В поисках западного пути к Индии Колумб 30 июля 1502 года достиг островов Ислас-де-ла-Баия. Проведя несколько недель на островах, он направился на материк, в Центральную Америку, став первым европейцем, который ступил на Американский континент. Он встал на якорь в гавани неподалеку от сегодняшнего Трухильо и назвал новую землю Гондурас (Глубины) из-за большой глубины моря близ берега. Высадившись на материке 14 августа 1502 года, испанцы отслужили мессу, и Колумб объявил эту землю собственностью Изабеллы и Фердинанда, правителей Испании.

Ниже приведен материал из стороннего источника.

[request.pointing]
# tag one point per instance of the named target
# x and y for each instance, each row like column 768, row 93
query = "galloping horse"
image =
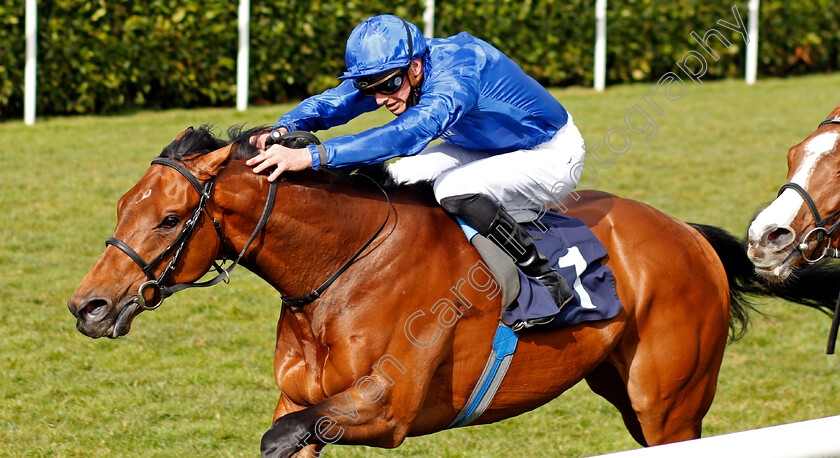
column 347, row 371
column 791, row 232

Встретив дружелюбных индейцев, Колумб, который опять заболел (неизвестно, чем именно), отправился дальше на юг со своими людьми, среди которых было немало больных. Он проплыл вдоль побережья Гондураса, Никарагуа и Панамы, часто останавливаясь по пути. Болезни распространялись от этих точечных контактов, как очаговые пожары в лесу, опустошая внутренние территории задолго до прихода туда европейцев. Мы не знаем, сколько людей умерло от этих первых эпидемий; выжившие индейцы не оставили никаких сообщений, а европейских историков там не было.

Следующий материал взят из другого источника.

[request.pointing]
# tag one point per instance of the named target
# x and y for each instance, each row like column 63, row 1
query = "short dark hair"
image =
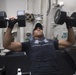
column 38, row 25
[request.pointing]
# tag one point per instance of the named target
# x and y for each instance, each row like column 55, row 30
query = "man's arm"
column 8, row 44
column 70, row 39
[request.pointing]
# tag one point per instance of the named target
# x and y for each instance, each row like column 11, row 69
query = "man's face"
column 38, row 32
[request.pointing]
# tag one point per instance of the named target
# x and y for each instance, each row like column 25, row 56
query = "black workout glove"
column 69, row 23
column 12, row 22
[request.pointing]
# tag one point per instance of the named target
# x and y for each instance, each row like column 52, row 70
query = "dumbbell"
column 61, row 17
column 20, row 19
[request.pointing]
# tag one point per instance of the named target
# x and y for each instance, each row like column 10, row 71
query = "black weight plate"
column 60, row 17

Но настоящий апокалипсис еще только предстоял. Оспа пришла позднее. Лас Касас писал, что «ее принес кто-то из Кастилии»: болезнь появилась на Эспаньоле в декабре 1518 года. К концу 1519 года «от громадного числа жителей острова, а что их число громадно, мы видели собственными глазами, – писал Лас Касас, – осталась только тысяча». В январе оспа распространилась на Пуэрто-Рико, а оттуда – по всем Карибам, с которых перекинулась на континент. К сентябрю 1519 года она добралась до долины Мехико.
Традиционные индейские лечебные средства от болезней – обильное потоотделение, холодные ванны и целебные травы – от оспы не помогали. В Европе в разгар эпидемии умирало около трети заболевших; в Америках смертность превышала 50 процентов, а во многих случаях достигала 90–95 процентов.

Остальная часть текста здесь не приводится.